Santo Domingo, – Die Asociación de Hoteles y Turismo de la República Dominicana (Asonahores) äußerte ihre Besorgnis über die im Senat verabschiedete Reform des Gesetzes zur integrierten Abfallwirtschaft und zum Co‑Processing von festen Abfällen. Die Organisation betont, dass die Initiative eine umfassendere technische Überprüfung und mehr Dialog mit den produktiven Sektoren erfordert.
⚠️ Kritikpunkte
- Neue Abgaben wurden eingeführt, ohne technische Studien, Berechnungsmethoden oder Wirkungsanalysen vorzulegen.

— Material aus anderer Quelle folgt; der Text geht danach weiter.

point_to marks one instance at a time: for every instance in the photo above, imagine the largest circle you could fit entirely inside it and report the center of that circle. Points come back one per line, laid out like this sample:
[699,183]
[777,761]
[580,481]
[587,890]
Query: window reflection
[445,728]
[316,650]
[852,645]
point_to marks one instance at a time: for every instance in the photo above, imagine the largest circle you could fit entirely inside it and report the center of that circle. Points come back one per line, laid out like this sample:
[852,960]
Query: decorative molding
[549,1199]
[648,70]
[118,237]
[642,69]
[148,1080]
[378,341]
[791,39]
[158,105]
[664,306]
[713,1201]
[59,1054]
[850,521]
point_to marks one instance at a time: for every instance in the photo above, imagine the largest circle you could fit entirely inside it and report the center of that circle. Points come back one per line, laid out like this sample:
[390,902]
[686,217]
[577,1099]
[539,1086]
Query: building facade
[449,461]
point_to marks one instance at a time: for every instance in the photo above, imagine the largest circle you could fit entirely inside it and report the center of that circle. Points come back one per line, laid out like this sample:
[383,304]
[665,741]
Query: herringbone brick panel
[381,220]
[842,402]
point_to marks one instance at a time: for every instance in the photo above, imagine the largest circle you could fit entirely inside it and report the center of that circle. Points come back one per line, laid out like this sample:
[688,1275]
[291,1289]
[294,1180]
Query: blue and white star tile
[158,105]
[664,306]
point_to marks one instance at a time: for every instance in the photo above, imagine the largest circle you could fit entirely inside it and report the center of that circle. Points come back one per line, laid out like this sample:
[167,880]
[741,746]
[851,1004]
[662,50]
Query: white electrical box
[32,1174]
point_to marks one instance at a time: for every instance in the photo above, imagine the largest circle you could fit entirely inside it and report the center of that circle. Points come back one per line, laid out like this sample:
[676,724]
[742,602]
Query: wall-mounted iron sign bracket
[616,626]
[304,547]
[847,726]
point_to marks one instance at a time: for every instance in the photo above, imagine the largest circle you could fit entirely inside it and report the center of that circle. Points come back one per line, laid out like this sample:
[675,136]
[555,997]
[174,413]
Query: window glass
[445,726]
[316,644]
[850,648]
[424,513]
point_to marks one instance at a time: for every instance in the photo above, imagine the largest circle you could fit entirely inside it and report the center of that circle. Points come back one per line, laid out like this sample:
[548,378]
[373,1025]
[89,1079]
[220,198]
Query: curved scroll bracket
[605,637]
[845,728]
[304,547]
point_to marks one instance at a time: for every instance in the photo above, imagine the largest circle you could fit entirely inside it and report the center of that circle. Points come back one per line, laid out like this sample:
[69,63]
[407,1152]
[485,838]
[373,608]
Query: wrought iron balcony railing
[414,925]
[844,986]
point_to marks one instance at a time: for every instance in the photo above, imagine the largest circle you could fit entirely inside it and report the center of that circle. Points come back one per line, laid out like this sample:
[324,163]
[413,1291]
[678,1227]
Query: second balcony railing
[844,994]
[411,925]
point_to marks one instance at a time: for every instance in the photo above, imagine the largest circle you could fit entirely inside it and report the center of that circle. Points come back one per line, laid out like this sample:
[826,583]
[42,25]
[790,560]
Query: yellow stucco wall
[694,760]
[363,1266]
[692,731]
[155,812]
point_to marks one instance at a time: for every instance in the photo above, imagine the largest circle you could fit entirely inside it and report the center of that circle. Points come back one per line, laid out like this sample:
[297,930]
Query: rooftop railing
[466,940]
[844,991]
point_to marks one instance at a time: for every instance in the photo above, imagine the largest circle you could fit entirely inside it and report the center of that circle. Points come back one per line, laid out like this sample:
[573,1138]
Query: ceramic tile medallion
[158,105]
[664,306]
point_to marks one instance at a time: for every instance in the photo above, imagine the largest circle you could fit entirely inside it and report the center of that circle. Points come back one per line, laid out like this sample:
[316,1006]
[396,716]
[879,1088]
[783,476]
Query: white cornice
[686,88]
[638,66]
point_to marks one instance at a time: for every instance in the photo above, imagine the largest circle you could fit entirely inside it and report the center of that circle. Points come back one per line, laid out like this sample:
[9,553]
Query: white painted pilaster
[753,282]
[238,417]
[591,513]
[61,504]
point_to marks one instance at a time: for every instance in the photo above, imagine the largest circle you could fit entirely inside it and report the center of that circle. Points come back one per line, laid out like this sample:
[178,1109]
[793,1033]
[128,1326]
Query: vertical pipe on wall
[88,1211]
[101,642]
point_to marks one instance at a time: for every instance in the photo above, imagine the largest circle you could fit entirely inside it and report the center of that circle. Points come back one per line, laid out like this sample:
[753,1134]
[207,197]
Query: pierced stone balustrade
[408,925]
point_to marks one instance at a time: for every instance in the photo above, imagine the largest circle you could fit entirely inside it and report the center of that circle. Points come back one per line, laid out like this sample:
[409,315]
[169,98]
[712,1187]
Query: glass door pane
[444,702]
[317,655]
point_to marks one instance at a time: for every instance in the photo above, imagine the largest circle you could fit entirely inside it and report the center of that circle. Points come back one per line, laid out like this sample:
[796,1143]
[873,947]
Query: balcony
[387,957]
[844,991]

- Asonahores fordert Kriterien von Angemessenheit, Verhältnismäßigkeit und Fairness.
- Aguie Lendor, Vizepräsidentin von Asonahores, erklärte:
- „Nachhaltigkeit und Wettbewerbsfähigkeit müssen Hand in Hand gehen. Beiträge zur Abfallwirtschaft müssen objektiv sein und im Verhältnis zur tatsächlichen Abfallmenge stehen.“
🤝 Unterstützung weiterer Verbände
Auch andere Branchenverbände schließen sich der Kritik an:
- Aderes (Restaurants)
- ADECOR (Casual Dining & Fast Food)
- Adavit (Reisebüros)
- Andri (Autovermietungen)
- Inverotel (Hotelinvestoren)
Sie betonen, dass Beiträge sich am Typ und Volumen der Abfälle orientieren müssen, Investitionen in Recycling anerkennen und Rechtsunsicherheit vermeiden sollen.
🌍 Gemeinsames Ziel
Die Verbände bekräftigen ihre Bereitschaft, mit den Behörden an einem rechtlichen Rahmen zu arbeiten, der:
- technisch fundiert,
- ökologisch wirksam und
- wirtschaftlich tragfähig ist – für eine nachhaltige Entwicklung der Dominikanischen Republik. (DomrepTotal)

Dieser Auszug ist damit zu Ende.